Cherry rootstock breeding started at the Department of Fruit Science, SSU Budapest by the late 50-s and the activity can be divided into three main groups. In the first stage the activity was focused on collection of native mahaleb cherry (Prunus mahaleb L.) varieties lead by L. Sebők. After evaluation in the nursery and orchard tests there are four promising rootstock cultivars selected from this material: 'Korponay' used as self fertile seed tree, its seedlings are recommended for sour cherries. The mahaleb varieties 'Bogdány' (vigorous), 'Egervár' and 'Magyar' (medium vigour) are propagated by cuttings. The next project has started in 1979 with the aim to select self fertile mahaleb seed trees producing homogeneous seedling populations with reduced vigour. Inbred populations from isolated flowering self fertile trees were produced and planted out in 1980. The inbreeding of 'Korponay' self fertile P. mahaleb variety resulted in specimens with different fruit colour (yellow, red, black), fruit shape and size. From among them self fertile trees were selected with various growth characteristics.

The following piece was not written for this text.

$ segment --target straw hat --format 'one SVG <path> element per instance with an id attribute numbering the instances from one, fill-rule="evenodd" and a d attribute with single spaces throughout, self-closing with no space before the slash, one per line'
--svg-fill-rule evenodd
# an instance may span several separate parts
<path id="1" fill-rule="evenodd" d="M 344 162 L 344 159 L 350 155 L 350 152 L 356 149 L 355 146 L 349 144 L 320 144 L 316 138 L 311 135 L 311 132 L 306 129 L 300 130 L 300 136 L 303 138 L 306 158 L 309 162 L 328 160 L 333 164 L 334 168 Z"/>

Seedlings of that self fertile mother trees (S2 population) were tested in seedbed, they showed homogeneous phenotype characteristics as liners in the nursery. As rootstock of 'Érdi bőtermő' sour cherry in the orchard most of the S2 lines proved to be less vigorous in comparison to SI popuplations. 'Érdi bőtermő' trees budded on certain S2 lines in the orchard are more productive than those on S1 ('Korponay' seedling). Characteristics of the S2 generation as seed tree were studied as well. We expect to get morphologically homogeneous seedling populations with different growth vigour and good productivity in the later inbred generations. In the last couple of decades the research activity concerning ground-cherry and its hybrids resulted in dwarfing rootstocks. Prunus fruticosa Pall. hybrids from the natural flora of Hungary were collected and artificial hybrids were created between P. fruticosa and mahaleb cherry. Most of them are in the initial tests, only one of them is before registration, named 'Prob', which is a dwarf rootstock for sweet cherry. By the screening of new hybrids medium vigorous or semi dwarfing and precocious rootstocks seem to be promising for the cherry industry.